Les présidentielles 2022, c’est demain, et la question est simple : la social-écologie politique veut-elle jouer les agents d’ambiance, témoigner (une fois de plus), figurer (parmi les formations à haut score électoral) ou gagner ? Je m’efforce encore de croire en la quatrième option, mais, si c’est le cas, le Parti EELV(1) doit rapidement clarifier sa trajectoire.
Le dernier congrès annonçait une transformation du mouvement et semblait avoir identifié deux impératifs.
1) La nécessité de se dépasser. En affirmant sa volonté de redonner tout son sens à la politique : une politique qui ne serait plus un simple jeu de pouvoir entre acteurs mais une certaine idée du contrat social et donc du vivre ensemble. En faisant de la politique autrement, en pratiquant une gouvernance horizontale, en agissant avec l’ensemble de la mouvance sociale et des dynamiques citoyennes, en soutenant la construction d’un Archipel de l’écologie et des solidarités. Cet archipel offre, en effet, une capacité unique à faire dialoguer représentants des organisations politiques et représentants des collectifs et du monde associatif.
2) La nécessité de rassembler toutes les formations politiques à vocation écologique au sein d’une maison commune. Se rassembler en élaborant des convergences, en opérant des regroupements ponctuels par projet, en co-construisant les bases d’une majorité d’idées et d’action.
Force est de reconnaître que le récent coup de force de Yannick Jadot met à terre cette noble et salutaire ambition.

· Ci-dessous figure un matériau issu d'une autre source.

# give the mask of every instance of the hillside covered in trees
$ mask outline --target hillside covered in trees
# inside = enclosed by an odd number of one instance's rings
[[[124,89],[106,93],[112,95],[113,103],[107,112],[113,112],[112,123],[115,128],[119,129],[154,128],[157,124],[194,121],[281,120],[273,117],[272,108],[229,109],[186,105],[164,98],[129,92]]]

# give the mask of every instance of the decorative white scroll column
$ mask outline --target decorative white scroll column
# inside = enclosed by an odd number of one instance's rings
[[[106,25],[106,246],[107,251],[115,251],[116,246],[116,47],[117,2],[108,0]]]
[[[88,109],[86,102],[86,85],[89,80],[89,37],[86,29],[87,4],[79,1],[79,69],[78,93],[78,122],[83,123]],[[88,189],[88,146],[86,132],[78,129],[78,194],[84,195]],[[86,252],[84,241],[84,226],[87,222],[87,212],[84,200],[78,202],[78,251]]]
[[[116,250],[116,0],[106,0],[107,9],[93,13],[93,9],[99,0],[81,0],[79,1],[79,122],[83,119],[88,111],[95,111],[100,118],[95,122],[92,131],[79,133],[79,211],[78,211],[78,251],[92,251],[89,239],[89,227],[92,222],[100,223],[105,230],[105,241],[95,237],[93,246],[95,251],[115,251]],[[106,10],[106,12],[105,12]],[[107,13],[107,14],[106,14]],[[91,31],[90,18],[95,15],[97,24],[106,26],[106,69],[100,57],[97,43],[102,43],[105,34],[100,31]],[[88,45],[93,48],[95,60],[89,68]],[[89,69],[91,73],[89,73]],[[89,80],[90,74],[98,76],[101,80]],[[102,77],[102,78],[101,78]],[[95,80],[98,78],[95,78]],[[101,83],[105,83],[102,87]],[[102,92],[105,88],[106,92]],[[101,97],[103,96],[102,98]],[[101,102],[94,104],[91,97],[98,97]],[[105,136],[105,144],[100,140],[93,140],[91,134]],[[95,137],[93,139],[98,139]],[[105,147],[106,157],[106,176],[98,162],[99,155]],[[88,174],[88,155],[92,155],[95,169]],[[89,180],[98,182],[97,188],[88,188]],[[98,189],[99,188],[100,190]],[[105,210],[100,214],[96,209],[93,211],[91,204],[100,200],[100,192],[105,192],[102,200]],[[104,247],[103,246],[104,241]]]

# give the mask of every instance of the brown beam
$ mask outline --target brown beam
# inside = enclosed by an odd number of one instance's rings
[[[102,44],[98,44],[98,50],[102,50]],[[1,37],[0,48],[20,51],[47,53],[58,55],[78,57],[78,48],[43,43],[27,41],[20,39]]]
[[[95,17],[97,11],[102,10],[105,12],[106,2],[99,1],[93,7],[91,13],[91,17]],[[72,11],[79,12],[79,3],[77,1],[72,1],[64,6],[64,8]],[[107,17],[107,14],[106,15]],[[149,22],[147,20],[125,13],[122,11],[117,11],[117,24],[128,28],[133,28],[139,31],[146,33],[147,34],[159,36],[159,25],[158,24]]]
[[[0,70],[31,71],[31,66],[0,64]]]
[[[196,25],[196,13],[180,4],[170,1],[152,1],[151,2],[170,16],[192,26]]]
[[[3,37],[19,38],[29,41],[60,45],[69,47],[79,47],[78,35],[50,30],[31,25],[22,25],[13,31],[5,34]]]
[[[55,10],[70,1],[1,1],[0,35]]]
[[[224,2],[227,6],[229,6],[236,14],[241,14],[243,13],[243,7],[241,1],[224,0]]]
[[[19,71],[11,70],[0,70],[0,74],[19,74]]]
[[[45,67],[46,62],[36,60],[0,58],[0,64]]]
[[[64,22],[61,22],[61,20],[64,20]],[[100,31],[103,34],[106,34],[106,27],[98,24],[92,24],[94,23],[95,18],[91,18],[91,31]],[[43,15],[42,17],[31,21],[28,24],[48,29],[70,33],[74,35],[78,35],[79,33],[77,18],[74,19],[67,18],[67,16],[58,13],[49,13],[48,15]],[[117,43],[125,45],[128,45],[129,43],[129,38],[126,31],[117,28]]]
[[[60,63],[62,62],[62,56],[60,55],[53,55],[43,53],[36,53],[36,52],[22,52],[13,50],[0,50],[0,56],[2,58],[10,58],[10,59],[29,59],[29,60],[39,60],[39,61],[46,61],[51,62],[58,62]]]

Il est un pavé lancé dans la mare, une insulte à la stratégie de dépassement et de rassemblement issue du congrès, autant qu’une négation des résultats des municipales qui ont vu triompher une vague, certes verte, mais aussi rose, rouge et jaune (citoyenne). Proposer une primaire interne à l’alcôve EELV revient à ignorer les attentes citoyennes, à renier l’engagement de faire de la politique autrement, à mépriser les partenaires du rassemblement. La proposer d’ici décembre 2020, c’est briser la dynamique des alliances en vue des élections départementales et régionales. Plus grave, c’est inverser le calendrier des présidentielles, en nommant le porteur de drapeau avant de choisir le drapeau. Car qui peut dire que le drapeau (c’est-à-dire le programme) est choisi ? Qui peut dire que nous sommes au clair sur la politique économique (quelque part entre croissance verte et décroissance), sur la place donnée à la justice, la protection et l’émancipation sociales, sur le rapport à la République et à l’autorité, sur la vision d’un l’aménagement équilibré et soutenable des territoires, sur le devenir du projet européen ? Surtout, qui peut affirmer que les citoyens ont compris les positionnements et les propositions concrètes de l’écologie politique sur tous ces sujets ? Qui les a compris au sein de la première vague électorale, celle des abstentionnistes ? Combien de citoyens savent que la croissance verte, de plus en plus largement préemptée par Macron et son équipe, est incompatible avec les limites des ressources planétaires autant qu’avec la justice sociale ? Combien perçoivent le lien entre politiques climatiques et protection des plus vulnérables ? Combien savent comment mettre en acte les injonctions de la Génération climat et de Greta Thunberg ?
Réflexion collective, large débat et pédagogie intensive, voilà les urgences, bien loin des poussées d’égos(2). Sortons vite de cette impasse ! Œuvrons de toutes les forces de nos petits bras de coopératrices et de coopérateurs pour que cette stratégie perdant-perdant soit évacuée d’ici le prochain Conseil fédéral.
Patrick Salez
Coopérateur EELV
Poitou-Charentes.
(1) Figurez-vous qu’au sein du Mouvement EELV, il y a un Parti et une Coopérative. Et que celle-ci existe, je l’ai rencontrée. Il est important de signaler que la Coopérative ne participe pas aux campagnes électorales, à l’exception des élections présidentielles, auxquelles elle est associée aux côtés du Parti. Le choix du ou de la candidate la concerne donc directement.
(2) Que la poussée d’égos soit en jeu ou pas dans cette affaire importe peu. Ce qui compte est qu’elle apparaisse comme telle aux yeux des citoyens.
OK, mais on fait quoi ?! OK pour définir un programme (drapeau) qui tiens la route, et qui rassemble largement (ce qui est le plus difficile !). Mais à la fin, il faudra bien trancher, les personnalités intéressantes ne manquent pas, mais aucune n’est consensuelle. Et soit on s’allie avec un parti qui se rapprochera le plus de notre programme, sans tête de liste EELV, soit on a une tête de liste EELV, qui doit « ratisser large », pour être au moins au 2ème tour en 2022, et -rêvons- gagner, ou, sinon, avoir au moins un groupe fort aux législatives qui suivent.